In my previous post about Bundy, I remarked that his focus on feminine beauty and his sensitive, delicate style (note his treatment of the flowers in the detail below) made him ill suited to be a combat artist in the South Pacific during World War II, yet that's what he volunteered to do.
 




I'm returning to Bundy today because I recently had the great pleasure of speaking with Bundy's daughter who shared more details about his dramatic story.  Here is Bundy's own account of his disastrous landing with the marines on the Pacific island of Tarawa.  Many have reported on his tragedy, but this is what Bundy typed up after he got home.  "Arms, legs and hands, literally flew in every direction.  All were killed except me." 



 When a U.S. patrol boat encountered Bundy floating in shark infested waters, the sailors challenged him with sports questions to test whether he was truly an American.  Because Bundy wasn't a sports fan, he didn't know the correct answers and was nearly shot trying to return to his own side. 

For me, the most revelatory line in his harrowing account was, "I was given another chance next day at picture making."  Bundy took that opportunity and continued to work.

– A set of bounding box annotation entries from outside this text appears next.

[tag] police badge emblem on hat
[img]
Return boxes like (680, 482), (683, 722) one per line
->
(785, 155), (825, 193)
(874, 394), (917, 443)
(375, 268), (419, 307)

That's an artist.

Even though Bundy returned to work, his experience had changed him.  He was asked to participate in a reconnaissance flight to take photographs of the Japanese city of Nagasaki.  Although he didn't know the military's plans for the city, he wanted no part of that mission and refused to go.  

After the war Bundy returned to his New York apartment where he struggled to rebuild a life painting his breezy, carefree illustrations.  Here he is with his wife and daughter.  

Bundy sketching his daughter at home, circa 1947

Bundy painted a large mural of his wife, daughter and their beloved dog going for a walk in New York.  This was obviously the domestic life he yearned for...

The dog in front of the mural was named Emmett Kelly.

 ... but it eluded his grasp.  Bundy began drinking heavily.  His daughter recalled hearing him weeping behind closed doors and threatening to commit suicide.  One day he held her close and said, "War is never worth it."  His marriage fell apart.  He moved out and his wife painted over his mural, sealing that chapter forever.  

Bundy would have no more "chances at picture making."  On the the anniversary of his ordeal at Tarawa he hung himself and rejoined his fallen comrades.